I’m currently in the process of trying to write a processor software stack (uArch simulator, compiler, binary tools, etc) in CUDA,
and while most things are pretty straight forward, the compiler frontend is turning out to be an area where I’m finding a lack
of related work and existing implementations, specifically the Lexer/Parser/AST.
So I’m hoping that some people here will find this interesting enough to walk through a potential design with me.
I’m much more interested in an implementation that is simple, easy to understand, and scalable on future processors than one
that trades implementation complexity for performance. Let’s start with one problem at a time (Lexical Analysis), and begin with
Consume an arbitrary long sequence of characters, produce the corresponding sequence of tokens (possibly with attached metadata) defined by a set of rules (regular expressions).
Get good occupancy for large inputs on a 2015-2018 era GPU (extrapolate current architectures out a few die shrinks).

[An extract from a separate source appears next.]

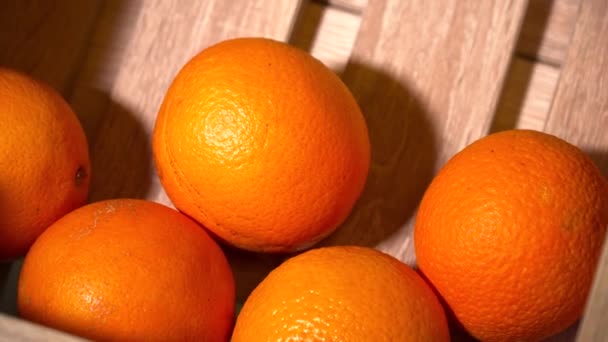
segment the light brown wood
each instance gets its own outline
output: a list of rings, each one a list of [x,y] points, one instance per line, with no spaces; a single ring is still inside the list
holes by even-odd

Have linear or near-linear complexity for simple languages (don’t try to beat a sequential implementation based on FAs by brute forcing it).
Settle on a simple high-level algorithm. My current favorite is bottom-up DFA merging.
Handling payload data, e.g. “some_variable_name” -> TOKEN_IDENTIFIER (then token can be encoded as an int, how do you store the value “some_variable_name” semi-efficiently? How does this generalize to complex payload data?)
How to automatically synthesize a CUDA engine from a language specification?
Algorithm Overview (bottom-up DFA merging):
Sweep over a window of the input stream, feed each character as the input to an uninitialized state machine.
Recursively merge neighboring state machines together, possibly generating tokens and a single state machine in a new state.
Gather the generated tokens together into a sequence.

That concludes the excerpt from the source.